For the environmental coalition, subsidised overfishing means environmental failure. (Photo: OCEAN2012)
OCEAN2012 asks for the elimination of fishing subsidies
Monday, May 14, 2012, 02:40 (GMT + 9)
Environmental coalition OCEAN2012 has sharply criticised what it refers to as “excessive” European Union (EU) fishing subsidies ahead of an EU Fisheries Council Meeting coming up in Brussels this week. Ministers will discuss how future subsidies should be used and how to arrive at sustainable fishing limits.

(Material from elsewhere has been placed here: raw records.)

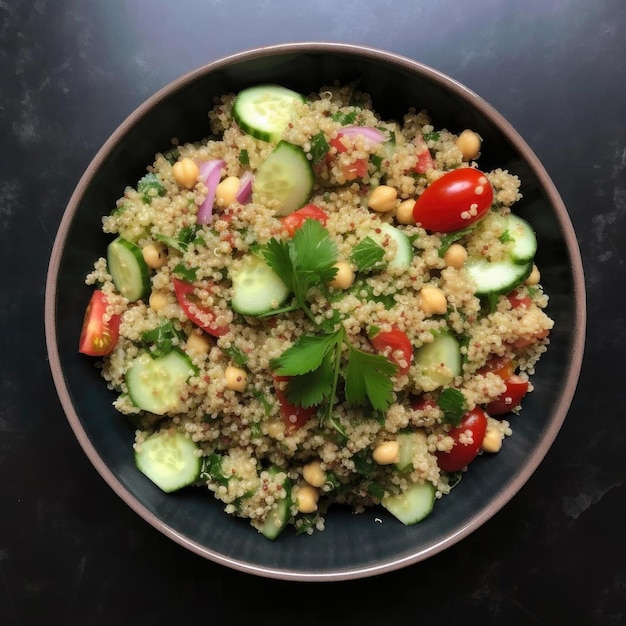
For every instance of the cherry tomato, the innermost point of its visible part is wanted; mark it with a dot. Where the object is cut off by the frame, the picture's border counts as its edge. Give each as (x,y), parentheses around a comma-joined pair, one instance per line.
(424,158)
(456,200)
(389,343)
(294,220)
(294,416)
(516,389)
(200,316)
(463,454)
(357,169)
(98,337)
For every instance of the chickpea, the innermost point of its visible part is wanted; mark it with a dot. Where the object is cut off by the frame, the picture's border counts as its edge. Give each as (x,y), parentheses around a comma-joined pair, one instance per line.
(306,498)
(432,300)
(469,143)
(455,256)
(344,277)
(383,199)
(157,301)
(314,474)
(534,277)
(492,441)
(404,212)
(226,191)
(236,378)
(154,255)
(387,453)
(186,173)
(198,343)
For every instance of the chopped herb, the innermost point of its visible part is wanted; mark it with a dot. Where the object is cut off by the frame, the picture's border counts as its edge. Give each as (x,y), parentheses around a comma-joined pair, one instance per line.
(161,340)
(319,148)
(452,402)
(367,254)
(376,161)
(314,365)
(345,119)
(149,187)
(236,355)
(305,260)
(188,274)
(211,469)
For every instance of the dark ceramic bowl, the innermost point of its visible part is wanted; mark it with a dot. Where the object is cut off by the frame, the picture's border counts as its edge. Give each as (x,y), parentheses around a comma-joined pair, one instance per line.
(352,546)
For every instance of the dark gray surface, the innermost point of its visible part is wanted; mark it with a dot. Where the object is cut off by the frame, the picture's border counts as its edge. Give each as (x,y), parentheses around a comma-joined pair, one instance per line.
(71,551)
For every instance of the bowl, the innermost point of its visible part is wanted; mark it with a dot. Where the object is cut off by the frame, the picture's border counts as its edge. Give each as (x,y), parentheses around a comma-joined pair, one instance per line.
(351,546)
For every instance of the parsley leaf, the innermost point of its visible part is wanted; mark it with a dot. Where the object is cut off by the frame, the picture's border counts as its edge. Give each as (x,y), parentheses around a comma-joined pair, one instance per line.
(452,402)
(367,254)
(304,261)
(368,376)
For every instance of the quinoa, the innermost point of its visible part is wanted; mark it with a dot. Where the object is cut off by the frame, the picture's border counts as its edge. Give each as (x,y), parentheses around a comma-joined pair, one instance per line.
(252,455)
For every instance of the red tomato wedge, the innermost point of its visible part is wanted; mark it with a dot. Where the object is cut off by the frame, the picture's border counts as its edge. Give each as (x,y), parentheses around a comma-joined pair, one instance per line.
(516,389)
(463,454)
(294,220)
(455,201)
(294,416)
(98,337)
(396,346)
(200,316)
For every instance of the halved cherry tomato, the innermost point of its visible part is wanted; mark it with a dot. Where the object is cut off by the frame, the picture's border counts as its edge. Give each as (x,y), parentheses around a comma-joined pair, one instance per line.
(200,316)
(516,389)
(294,220)
(424,158)
(463,454)
(458,199)
(97,337)
(294,416)
(389,343)
(356,169)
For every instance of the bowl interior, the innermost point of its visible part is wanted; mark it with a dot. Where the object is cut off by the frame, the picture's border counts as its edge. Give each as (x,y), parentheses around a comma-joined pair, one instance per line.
(351,546)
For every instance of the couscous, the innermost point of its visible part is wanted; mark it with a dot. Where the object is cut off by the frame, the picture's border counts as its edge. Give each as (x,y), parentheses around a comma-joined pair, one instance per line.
(316,306)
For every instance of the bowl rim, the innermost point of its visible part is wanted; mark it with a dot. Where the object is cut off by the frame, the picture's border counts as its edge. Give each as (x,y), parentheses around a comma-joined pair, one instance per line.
(503,126)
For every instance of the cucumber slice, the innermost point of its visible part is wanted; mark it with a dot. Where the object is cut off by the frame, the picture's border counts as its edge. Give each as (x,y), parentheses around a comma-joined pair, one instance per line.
(404,250)
(257,289)
(129,271)
(525,240)
(286,176)
(265,110)
(279,516)
(439,360)
(497,277)
(155,385)
(169,460)
(413,505)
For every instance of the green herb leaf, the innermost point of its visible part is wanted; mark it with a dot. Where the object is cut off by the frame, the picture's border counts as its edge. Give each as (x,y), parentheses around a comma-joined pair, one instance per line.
(306,354)
(244,157)
(368,377)
(188,274)
(319,148)
(150,186)
(452,402)
(367,254)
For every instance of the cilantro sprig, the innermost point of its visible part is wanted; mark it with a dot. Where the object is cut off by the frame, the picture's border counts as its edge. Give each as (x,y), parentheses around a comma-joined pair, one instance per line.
(315,364)
(305,260)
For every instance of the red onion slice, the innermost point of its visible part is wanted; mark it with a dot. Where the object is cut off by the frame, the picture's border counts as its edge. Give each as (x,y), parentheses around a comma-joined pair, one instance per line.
(210,172)
(244,193)
(370,133)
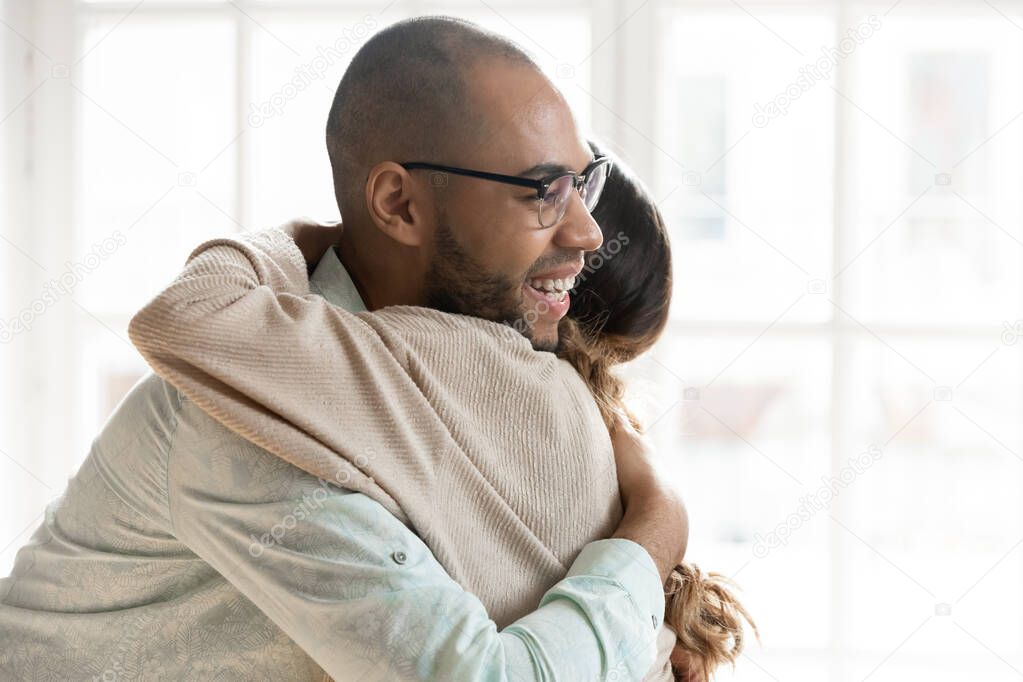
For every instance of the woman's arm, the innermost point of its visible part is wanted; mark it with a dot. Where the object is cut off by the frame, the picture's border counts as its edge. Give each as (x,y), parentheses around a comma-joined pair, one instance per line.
(238,333)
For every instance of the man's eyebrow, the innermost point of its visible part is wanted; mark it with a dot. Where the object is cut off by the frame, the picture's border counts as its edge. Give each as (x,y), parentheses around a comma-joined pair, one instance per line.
(548,168)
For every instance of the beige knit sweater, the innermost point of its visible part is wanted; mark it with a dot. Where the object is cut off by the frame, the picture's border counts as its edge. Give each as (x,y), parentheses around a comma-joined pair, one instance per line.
(493,453)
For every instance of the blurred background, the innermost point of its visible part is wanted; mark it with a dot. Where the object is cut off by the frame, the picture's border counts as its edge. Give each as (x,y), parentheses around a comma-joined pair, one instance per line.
(838,395)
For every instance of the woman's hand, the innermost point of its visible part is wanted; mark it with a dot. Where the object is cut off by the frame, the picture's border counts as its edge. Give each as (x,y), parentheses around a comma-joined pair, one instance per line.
(312,237)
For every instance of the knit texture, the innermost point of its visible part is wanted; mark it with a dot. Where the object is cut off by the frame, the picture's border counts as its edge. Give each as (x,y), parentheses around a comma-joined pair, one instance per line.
(493,453)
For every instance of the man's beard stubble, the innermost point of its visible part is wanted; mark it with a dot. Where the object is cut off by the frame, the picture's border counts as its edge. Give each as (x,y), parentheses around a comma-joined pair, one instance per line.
(456,283)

"Subsidised overfishing has meant subsidised environmental and economic failure. Healthy fish stocks could mean more fishing and more jobs,” said Ian Campbell, UK Coordinator for OCEAN2012. “We need to redirect our public taxes away from fuelling overfishing and towards restoring the EU's fisheries to their optimal levels, which in turn will increase their profitability.”
Subsidies cut the cost of fishing while increasing the capacity of fleets to catch fish.
He noted that 63 per cent of assessed stocks in EU Atlantic waters are overfished, 82 per cent of stocks are overfished in the Mediterranean and four out of the six stocks in the Baltic are as well – all due to poor decision-making based on short-term considerations.
This overfishing is costing the world economy at least EUR 3.2 billion a year, Campbell stated, yet in the last five years roughly EUR 13 billion of taxpayers’ money has gone to subsidise the EU fishing sector to increase the capacity of fleets, pay for modernisation, fuel, fees and scrapping.
"Governments at the table in Brussels must take this opportunity to rise to the challenge and tackle Europe's overfishing crisis head on, instead of arranging yet more industry handouts at the taxpayers’ expense," he added.
The coalition revealed some ways in which subsidies are leading to overfishing:
- Between 2000-8, public subsidies of EUR 33.5 million were used to modernise the fleet targeting endangered bluefin tuna;
- Annually about EUR 850 million in EU subsidies goes to support structural measures, including vessel modernisation, but less than EUR 50 million to support control and enforcement aid and less than EUR 50 million for scientific data collection;
- Several operators convicted of illegal fishing activities continue to benefit from these subsidies.
OCEAN2012 asserts that removing subsidies could increase profits for fishers, increase fish populations and improve marine ecosystems.